Data cleaning.
Today and last night I worked more on the bootcamp project. My first goal was to scrape the table with the column names for the first file from Kaggle. It turned out to be a little more involved, because the table was not made using html, it was made using Markdown in a script
element. It took awhile, but I was able to pull the text from within that script
element, then use the split
function to create strings separated by the newline character, to get each row of the table. Then I used split
again to create two lists, one for each column of the table. Then it didn’t take long to rename the columns in my master data file according to the values in the table.

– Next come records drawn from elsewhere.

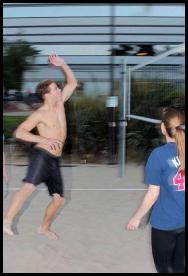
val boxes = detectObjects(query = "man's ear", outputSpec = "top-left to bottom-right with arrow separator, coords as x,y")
161,122 -> 166,135
43,93 -> 48,101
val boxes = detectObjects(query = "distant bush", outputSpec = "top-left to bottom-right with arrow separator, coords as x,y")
126,80 -> 184,163
3,81 -> 184,164
64,96 -> 109,156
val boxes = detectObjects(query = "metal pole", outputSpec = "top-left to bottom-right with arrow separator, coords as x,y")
127,68 -> 131,121
118,59 -> 127,177
108,3 -> 116,164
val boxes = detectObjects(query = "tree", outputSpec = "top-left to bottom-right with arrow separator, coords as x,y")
3,39 -> 40,94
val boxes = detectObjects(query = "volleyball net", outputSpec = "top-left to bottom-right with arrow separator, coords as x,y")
127,43 -> 185,124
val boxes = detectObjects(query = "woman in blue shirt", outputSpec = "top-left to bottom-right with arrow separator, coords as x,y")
126,107 -> 185,273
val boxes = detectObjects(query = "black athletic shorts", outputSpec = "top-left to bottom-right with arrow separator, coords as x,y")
23,147 -> 64,197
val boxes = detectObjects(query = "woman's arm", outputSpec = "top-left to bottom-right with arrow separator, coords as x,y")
126,185 -> 160,230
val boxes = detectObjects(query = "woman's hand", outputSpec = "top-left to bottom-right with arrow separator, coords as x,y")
126,217 -> 141,230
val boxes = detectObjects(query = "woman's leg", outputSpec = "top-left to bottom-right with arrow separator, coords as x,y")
151,227 -> 176,273
171,229 -> 185,273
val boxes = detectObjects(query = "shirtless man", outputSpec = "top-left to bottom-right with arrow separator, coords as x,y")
3,55 -> 77,240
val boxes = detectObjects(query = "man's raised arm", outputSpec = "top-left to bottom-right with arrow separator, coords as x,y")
48,55 -> 77,102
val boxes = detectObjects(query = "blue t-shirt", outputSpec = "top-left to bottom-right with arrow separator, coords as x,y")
144,142 -> 185,230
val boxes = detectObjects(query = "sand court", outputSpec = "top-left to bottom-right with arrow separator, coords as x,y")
3,163 -> 156,273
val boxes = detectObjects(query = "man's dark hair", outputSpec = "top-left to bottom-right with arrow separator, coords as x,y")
35,79 -> 55,101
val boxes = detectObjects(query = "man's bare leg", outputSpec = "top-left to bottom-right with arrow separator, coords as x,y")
3,183 -> 36,235
38,194 -> 64,240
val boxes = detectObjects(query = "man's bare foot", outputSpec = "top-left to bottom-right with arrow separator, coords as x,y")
37,226 -> 59,240
3,221 -> 14,236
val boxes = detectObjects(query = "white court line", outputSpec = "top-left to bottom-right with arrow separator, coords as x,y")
4,188 -> 147,191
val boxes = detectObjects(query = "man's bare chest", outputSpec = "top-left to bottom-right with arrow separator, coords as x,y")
39,109 -> 66,129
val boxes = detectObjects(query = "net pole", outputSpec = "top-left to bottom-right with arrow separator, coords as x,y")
118,59 -> 127,177
127,68 -> 131,121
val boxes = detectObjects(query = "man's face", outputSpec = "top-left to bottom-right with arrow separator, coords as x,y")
48,82 -> 62,100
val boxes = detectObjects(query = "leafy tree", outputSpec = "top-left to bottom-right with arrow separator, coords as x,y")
3,39 -> 40,94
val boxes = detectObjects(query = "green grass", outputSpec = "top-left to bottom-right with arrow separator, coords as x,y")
3,116 -> 26,139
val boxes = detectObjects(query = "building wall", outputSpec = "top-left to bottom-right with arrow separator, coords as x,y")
3,4 -> 185,94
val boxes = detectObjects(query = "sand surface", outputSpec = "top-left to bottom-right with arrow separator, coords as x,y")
3,163 -> 156,273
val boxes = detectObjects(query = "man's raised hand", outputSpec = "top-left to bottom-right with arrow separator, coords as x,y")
48,55 -> 65,67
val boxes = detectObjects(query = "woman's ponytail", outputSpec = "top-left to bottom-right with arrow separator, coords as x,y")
161,107 -> 185,173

Next I wanted to find a way to delete some of the useless columns of the data and rename some of the others, but since each column was different I wasn’t sure how to automate the process. It seemed daunting to edit each column manually because there were 198 columns. What I ended up doing was using the input
function in a loop that would prompt me at each column title whether or not I wanted to delete the column or rename it. The code was able to compile after only a few errors and it didn’t take long to follow the prompts and change the columns. However, after I was done I realized I’d forgotten a line of code that would rename the columns I specified. I think it’s OK, though. I think if I run the previous code where I created my master data table I can recover the original columns and try again with the fixed code.
My code is probably not as efficient as it could be, but I’m aware of the mantra, “First write code that works, then make it pretty.” I had to split my Jupyter notebook into two because all the code, output, and annotations were making the notebook really long. But I’ve made a lot of progress, and I’m happy about that.